I’m going to say something that has probably never been said about any production of Annie… ever:
Even the dog is bad.
Nobody gets out alive in this. Nobody.
To be perfectly honest, the preview was so horrific that I was hoping for (at least) a little bit of a train wreck. Plus, I still don’t understand the purpose of doing Annie without…Annie (a little girl resembling the famous cartoon character gets dissed for being uncool in the first sixty seconds). Therefore, I was somewhat disappointed during the first forty minutes or so because, for this duration, the movie’s just poor.
And then Cameron Diaz “delivers” what is typically Miss Hannigan’s show-stopping number “Little Girls.” And stop the show she does. Terminally and fantastically. Your teeth will hurt. The first couple to exit the theater took their leave right after this song. Like good punctuation.
Cameron has been instructed to play Miss Hannigan as an alcoholic, white-trash welfare queen who’s bitter about not having a music career. It’s amazing. It’s like she’s not in a movie, but a campfire skit. Or a Sid & Marty Krofft show in the 70’s. You will not understand.
From then on, it’s one of the worst movie musicals in history.
The next hour is filled with jaw-dropping, head-scratching attempts to put A LOT of “stank” on the proceedings. Classic songs from the score and new material by Ja-yZ are mashed together in an awkward, clumsy, and incredibly auto-tuned mess.
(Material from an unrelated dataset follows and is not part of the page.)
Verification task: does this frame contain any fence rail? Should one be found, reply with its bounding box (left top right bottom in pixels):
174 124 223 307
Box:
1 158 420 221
Sometimes it sounds like a female Stephen Hawking hitting the high notes.
The kid playing Annie (Oscar-nominated actress Quvenzhane Wallis) is pushing this as hard as a commercial actor selling juice-boxes. If you’re gonna star in Annie, you need to be able to sing and dance. Like…really well. The sweet thing can’t do either. Period. Apparently playing a starving kid who doesn’t talk much does not prepare one for musical comedy.
Character actor Bobby Cannavale will have nightmares about singing “Easy Street” for the rest of his life. Every number executed by an adult is an assault in this thing.
Jamie Foxx, Rose (lovely-but-really-can’t-sing) Byrne and everybody else flail like dying dolphins to sell this to a six year-old audience. But, no.
Really, no.
You would have to go back to Lucille Ball’s Mame to catch a Broadway classic; this was gang-raped by so many talented people in a misguided film adaptation. And that includes Rent.
But the unforgivable:
The dog is not good.
Don’t.
Not even for the kids.
You’ll be sorry.
P.S. Loudinni specializes in reviews you can read in under a minute.